Cargo makes depending on third-party code as easy as depending on the standard library. When using Cargo, each crate will have an associated manifest to describe itself and its dependencies. Adding a new dependency is now as simple as adding one line to the manifest, and this ease has allowed Cargo in just a few short months to enable a large and growing network of Rust projects and libraries which were simply infeasible before.

Cargo alone, however, is not quite the entire solution. Discovering dependencies is still difficult, and ensuring that these dependencies are available for years to come is also not guaranteed.

crates.io

To pair with Cargo, the central crates.io site serves as a single location for publishing and discovering libraries. This repository serves as permanent storage for releases of crates over time to ensure that projects can always build with the exact same versions years later. Up until now, users of Cargo have largely just downloaded dependencies directly from the source GitHub repository, but the primary source will now be shifting to crates.io.

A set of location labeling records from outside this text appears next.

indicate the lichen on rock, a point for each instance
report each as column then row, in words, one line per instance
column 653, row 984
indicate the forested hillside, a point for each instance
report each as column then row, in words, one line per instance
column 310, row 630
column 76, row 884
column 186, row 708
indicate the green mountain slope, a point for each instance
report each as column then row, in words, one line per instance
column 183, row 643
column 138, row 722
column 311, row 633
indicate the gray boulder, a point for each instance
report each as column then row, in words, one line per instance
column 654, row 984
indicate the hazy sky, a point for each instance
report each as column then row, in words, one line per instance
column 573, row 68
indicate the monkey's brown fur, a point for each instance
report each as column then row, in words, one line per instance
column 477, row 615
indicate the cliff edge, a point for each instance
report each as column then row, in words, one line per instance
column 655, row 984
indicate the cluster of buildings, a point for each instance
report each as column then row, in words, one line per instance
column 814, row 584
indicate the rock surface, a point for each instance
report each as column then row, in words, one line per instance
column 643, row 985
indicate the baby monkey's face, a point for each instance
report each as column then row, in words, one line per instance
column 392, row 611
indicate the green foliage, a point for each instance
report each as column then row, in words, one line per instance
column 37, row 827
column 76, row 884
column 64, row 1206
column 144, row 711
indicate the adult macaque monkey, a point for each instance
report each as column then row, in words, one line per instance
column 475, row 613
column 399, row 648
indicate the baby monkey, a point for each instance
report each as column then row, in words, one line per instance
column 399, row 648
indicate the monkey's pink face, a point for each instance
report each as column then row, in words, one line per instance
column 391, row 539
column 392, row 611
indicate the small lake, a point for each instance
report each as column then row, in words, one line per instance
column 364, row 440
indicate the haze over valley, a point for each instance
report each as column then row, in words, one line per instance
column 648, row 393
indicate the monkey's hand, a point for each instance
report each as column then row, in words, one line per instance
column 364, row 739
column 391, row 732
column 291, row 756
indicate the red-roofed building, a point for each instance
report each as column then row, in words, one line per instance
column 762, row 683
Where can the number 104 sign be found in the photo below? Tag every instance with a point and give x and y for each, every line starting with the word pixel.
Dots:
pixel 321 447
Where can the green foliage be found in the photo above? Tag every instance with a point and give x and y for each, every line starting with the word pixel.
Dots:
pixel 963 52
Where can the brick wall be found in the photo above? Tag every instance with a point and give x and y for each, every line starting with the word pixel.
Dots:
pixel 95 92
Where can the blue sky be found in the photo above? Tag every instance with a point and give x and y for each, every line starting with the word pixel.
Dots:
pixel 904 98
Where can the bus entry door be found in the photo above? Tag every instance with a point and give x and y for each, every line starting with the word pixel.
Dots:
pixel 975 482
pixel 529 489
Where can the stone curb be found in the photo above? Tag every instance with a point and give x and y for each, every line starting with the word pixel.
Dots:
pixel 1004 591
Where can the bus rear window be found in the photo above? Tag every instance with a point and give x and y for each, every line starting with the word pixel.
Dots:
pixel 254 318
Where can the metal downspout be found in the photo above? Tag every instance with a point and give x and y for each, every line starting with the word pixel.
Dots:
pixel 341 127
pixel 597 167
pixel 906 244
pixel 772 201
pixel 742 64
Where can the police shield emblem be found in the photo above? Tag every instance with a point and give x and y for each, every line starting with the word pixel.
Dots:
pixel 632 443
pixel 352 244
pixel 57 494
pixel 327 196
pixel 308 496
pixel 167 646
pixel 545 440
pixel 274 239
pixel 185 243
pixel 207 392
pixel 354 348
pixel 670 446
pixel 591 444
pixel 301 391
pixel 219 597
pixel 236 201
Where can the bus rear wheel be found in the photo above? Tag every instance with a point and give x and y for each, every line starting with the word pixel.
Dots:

Other programming language communities have been quite successful with this form of central repository. For example rubygems.org is your one-stop-shop for Bundler dependencies and npmjs.org has had over 600 million downloads in just this month alone! We intend for crates.io to serve a similar role for Rust as a critical piece of infrastructure for Rust’s long-term stability story at 1.0.

Versioning and Reproducible Builds

Over the past few years, the concept of Semantic Versioning has gained traction as a way for library developers to easily and clearly communicate with users when they make breaking changes. The core idea of semantic versioning is simple: each new release is categorized as a minor or major release, and only major releases can introduce breakage. Cargo allows you to specify version ranges for your dependencies, with the default meaning of “compatible with”.

When specifying a version range, applications often end up requesting multiple versions of a single crate, and Cargo solves this by selecting the highest version of each major version (“stable code”) requested. This highly encourages using stable distributions while still allowing duplicates of unstable code (pre-1.0 and git for example).

Once the set of dependencies and their versions have been calculated, Cargo generates a Cargo.lock to encode this information. This “lock file” is then distributed to collaborators of applications to ensure that the crates being built remain the same from one build to the next, across times, machines, and environments.

Building Code

Up to this point we’ve seen how Cargo facilitates discovery and reuse of community projects while managing what versions to use. Now Cargo just has to deal with the problem of actually compiling all this code!

With a deep understanding of the Rust code that it is building, Cargo is able to provide some nice standard features as well as some Rust-specific features:

  • By default, Cargo builds as many crates in parallel as possible. This not only applies to upstream dependencies being built in parallel, but also items for the local crate such as test suites, binaries, and unit tests.

  • Cargo supports unit testing out of the box both for crates themselves and in the form of integration tests. This even includes example programs to ensure they don’t bitrot.

  • Cargo generates documentation for all crates in a dependency graph, and it can even run Rust’s documentation tests to ensure examples in documentation stay up to date.

  • Cargo can run a build script before any crate is compiled to perform tasks such as code generation, compiling native dependencies, or detecting native dependencies on the local system.

  • Cargo supports cross compilation out of the box. Cross compiling is done by simply specifying a --target options and Cargo will manage tasks such as compiling plugins and other build dependencies for the right platform.

What else is in store?

The launch of crates.io is a key step in moving the Cargo ecosystem forward, but the story does not end here. Usage of crates.io is architected assuming a stable compiler, which should be coming soon! There are also a number of extensions to crates.io such as a hosted documentation service or a CI build infrastructure hook which could be built out using the crates.io APIs.

This is just the beginning for crates.io, and I’m excited to start finding all Rust crates from one location. I can’t wait to see what the registry looks like at 1.0, and I can only fathom what it will look like after 1.0!